Matthew Beyer has begun a “Moments In History” series to raise awareness of important historical events. Each post will also have book recommendations about the moment in history, using our extensive history collection in the library.
September 5th-6th, 1972
Black September & The Munich Massacre
In 1972, during the Summer Olympics Games in Munich Germany, an event would take place that would shock the world and create a flash bulb moment in history. These moments are a type of collective memory that large portions of the population share, as each individual can remember exactly where they were and what they were doing when they learned about the given event. Examples of this include The Moon Landing, JFK’s assassination, and (in my own life time) 9/11. These events are becoming much more common as information is being spread at a faster rate through the use of the Internet and 24/7 news coverage.
On September 5th, 1972, eight members of a terrorist group infiltrated the Olympic housing compounds of the Israeli Olympic Team. They were members of Black September, a group affiliated and connected to the Palestinian Liberation Organization or PLO. The terrorists were armed with AK-47’s, pistols, and grenades, and in the ensuing chaos of entering the dormitories, several athletes were injured and two killed while they bravely attempted to fight off and barricade themselves from their attackers. Eventually, the remaining 9 athletes were subdued.
By morning, nearly a billion people around the world were watching the tense standoff unfold on television. The terrorists demanded the release of some 234 Palestinians prisoners as well as a few other secular non-Islamic groups. The official Israeli position at the time was no negotiation with terrorists at any cost, due to the fear that such concessions would only lead to more hostages and threats against Jews.

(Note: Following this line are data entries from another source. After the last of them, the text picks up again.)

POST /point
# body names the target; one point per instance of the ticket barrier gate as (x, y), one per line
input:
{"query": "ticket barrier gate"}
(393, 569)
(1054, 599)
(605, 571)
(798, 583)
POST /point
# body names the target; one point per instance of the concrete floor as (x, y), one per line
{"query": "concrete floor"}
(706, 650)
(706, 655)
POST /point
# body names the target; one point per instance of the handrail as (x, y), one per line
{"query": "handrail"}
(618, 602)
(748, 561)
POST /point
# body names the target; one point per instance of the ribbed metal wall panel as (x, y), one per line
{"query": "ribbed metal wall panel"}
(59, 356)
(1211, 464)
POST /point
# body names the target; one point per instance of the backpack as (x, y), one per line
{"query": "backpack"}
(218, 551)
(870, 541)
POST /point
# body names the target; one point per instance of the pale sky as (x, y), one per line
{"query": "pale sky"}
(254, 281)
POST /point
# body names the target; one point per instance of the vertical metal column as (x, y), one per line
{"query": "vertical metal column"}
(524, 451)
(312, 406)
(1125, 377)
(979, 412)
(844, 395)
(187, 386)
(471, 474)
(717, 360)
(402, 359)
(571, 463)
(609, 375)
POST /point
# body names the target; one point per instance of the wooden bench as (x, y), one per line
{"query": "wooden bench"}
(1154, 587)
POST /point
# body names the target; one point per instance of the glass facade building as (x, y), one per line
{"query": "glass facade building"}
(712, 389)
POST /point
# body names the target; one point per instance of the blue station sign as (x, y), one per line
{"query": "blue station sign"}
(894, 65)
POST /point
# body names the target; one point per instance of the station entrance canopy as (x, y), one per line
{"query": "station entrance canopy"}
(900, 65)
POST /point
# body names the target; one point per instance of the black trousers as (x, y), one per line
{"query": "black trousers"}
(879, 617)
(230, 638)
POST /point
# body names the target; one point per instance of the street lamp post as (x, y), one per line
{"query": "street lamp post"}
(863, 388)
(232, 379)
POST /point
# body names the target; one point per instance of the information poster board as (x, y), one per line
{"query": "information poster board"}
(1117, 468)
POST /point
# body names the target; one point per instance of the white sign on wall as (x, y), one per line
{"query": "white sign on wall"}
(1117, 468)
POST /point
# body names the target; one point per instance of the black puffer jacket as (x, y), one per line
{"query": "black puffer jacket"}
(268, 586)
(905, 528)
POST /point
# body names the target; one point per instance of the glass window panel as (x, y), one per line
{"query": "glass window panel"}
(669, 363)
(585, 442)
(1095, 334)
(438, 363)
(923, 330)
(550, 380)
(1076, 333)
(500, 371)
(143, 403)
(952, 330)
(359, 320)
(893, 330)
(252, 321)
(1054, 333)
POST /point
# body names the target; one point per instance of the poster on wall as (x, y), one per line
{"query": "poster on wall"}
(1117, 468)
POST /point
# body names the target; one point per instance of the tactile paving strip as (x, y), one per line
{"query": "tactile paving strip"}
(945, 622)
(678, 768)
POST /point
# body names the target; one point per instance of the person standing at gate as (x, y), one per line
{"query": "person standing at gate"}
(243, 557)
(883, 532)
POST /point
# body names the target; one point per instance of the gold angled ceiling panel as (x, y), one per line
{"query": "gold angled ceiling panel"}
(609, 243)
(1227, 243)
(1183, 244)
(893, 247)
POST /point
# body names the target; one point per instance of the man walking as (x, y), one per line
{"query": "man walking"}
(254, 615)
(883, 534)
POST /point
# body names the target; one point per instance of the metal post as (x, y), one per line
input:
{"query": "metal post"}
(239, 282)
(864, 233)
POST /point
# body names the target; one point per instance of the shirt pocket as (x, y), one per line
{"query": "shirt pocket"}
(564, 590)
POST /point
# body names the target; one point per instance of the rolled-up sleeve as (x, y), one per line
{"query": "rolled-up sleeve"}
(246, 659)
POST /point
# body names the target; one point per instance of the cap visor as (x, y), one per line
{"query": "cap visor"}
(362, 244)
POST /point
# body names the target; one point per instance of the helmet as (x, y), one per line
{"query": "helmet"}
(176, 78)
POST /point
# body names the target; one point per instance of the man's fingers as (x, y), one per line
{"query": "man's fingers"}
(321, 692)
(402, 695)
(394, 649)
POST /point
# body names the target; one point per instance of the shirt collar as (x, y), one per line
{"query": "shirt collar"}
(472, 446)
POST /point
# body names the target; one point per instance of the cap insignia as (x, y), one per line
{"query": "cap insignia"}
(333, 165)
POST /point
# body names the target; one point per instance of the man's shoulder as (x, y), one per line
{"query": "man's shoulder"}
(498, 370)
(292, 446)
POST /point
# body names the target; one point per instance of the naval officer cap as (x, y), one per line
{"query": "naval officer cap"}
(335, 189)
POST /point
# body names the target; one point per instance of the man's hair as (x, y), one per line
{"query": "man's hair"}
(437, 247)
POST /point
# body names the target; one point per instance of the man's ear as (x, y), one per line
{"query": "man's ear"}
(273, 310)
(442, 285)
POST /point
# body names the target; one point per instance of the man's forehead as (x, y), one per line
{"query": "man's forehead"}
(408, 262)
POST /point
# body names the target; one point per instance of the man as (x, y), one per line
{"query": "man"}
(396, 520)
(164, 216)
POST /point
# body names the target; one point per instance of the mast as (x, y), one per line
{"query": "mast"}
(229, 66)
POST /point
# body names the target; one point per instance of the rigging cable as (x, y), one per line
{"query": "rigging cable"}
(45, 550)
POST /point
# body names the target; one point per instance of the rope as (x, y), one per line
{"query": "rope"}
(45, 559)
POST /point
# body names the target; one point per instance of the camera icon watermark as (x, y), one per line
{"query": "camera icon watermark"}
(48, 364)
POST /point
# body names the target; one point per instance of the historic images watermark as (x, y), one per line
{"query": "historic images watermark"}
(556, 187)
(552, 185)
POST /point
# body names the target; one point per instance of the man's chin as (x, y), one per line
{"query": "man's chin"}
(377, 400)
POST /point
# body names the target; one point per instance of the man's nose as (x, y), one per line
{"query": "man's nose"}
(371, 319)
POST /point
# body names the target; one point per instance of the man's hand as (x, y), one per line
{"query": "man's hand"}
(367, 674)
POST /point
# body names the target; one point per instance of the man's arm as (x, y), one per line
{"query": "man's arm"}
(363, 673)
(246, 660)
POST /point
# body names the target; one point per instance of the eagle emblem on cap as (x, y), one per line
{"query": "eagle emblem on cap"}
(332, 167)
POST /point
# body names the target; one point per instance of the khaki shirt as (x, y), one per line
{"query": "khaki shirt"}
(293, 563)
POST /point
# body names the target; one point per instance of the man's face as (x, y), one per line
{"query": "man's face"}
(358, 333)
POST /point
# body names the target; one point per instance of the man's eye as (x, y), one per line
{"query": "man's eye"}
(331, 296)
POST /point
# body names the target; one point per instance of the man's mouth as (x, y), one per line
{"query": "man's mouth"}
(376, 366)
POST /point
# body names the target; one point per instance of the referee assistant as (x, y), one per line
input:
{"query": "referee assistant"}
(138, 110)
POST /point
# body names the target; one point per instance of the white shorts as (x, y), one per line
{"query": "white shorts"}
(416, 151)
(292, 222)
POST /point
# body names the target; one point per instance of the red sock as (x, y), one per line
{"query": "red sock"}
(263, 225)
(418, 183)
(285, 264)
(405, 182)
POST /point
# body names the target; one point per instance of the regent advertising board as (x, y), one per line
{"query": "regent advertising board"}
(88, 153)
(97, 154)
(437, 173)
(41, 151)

The German government dragged out negotiations as long as they could. They quickly devised a plan to raid the building and attempt to rescue the hostages. As they were moments away from making entry, the terrorists appeared on the patio, threatening to kill two Israeli hostages. Their entire plan was ruined because there were dozens of news agencies on site reporting on what the police were doing, and the terrorists were inside watching it all unfold live on television.
The government finally agreed to charter a plan and have the entire group flown to Cairo, Egypt, where negotiations could continue. This was a ploy to plan an ambush at the airport. The terrorists were driven to waiting helicopters and then to an airport where a jet was waiting. The jet was supposed to have police on board dressed as flight crew, but through a series of poor communication and lack of centralized command, the German police abandoned this plan and all that were there to rescue the hostages were five police acting as snipers hundreds of meters away. They had no radios nor did they have night vision or scopes on their rifles.
What happened next was a disaster. The terrorists soon discovered that the jet was empty of pilots and crew, and the police sharpshooters soon began to open fire. In the resulting two-hour gun battle, 5 of the 8 hostage takers were killed along with 1 German police officer. However, the worst was still to come.
The situation was so chaotic that a German government spokesman issued a statement that the operation had been a success and all hostages were saved. Only a few hours later did the truth come out when Jim McKay, a sports journalist covering the Olympic events, received the fateful news:
We just got the final word . . . you know, when I was a kid, my father used to say “Our greatest hopes and our worst fears are seldom realized.” Our worst fears have been realized tonight. They’ve now said that there were 11 hostages. 2 were killed in their rooms yesterday morning, 9 were killed at the airport tonight. They’re all gone.
It turned out that, during the ensuing gun battle, the Israeli athletes were killed. The aftermath of this horrific event caused ripples across the world for the German government; it showed they were woefully unprepared for violent hostage style crises that were becoming increasingly prevalent all over the world. Each major nation took note of this event and began to develop units of highly trained police and counter-terrorist specialist to deal with such events.
Back in Israel, the nation was in mourning and many of its people furious as the Olympics continued after only of 34 hours of postponement. Israel would go on to bomb numerous training camps belonging to the PLO in Lebanon and Syria. What they are most famous for was Operation Wrath of God, in which they would send out covert agents of Mossad and attempt to assassinate the masterminds and financiers of Black September and high ranking members of the PLO. For over a decade, they would track down targets all over the world and assassinate them.
This moment in history is often considered the starting point of when the world was first introduced to terror threats, hostage taking, and mass killing that has now become all too familiar.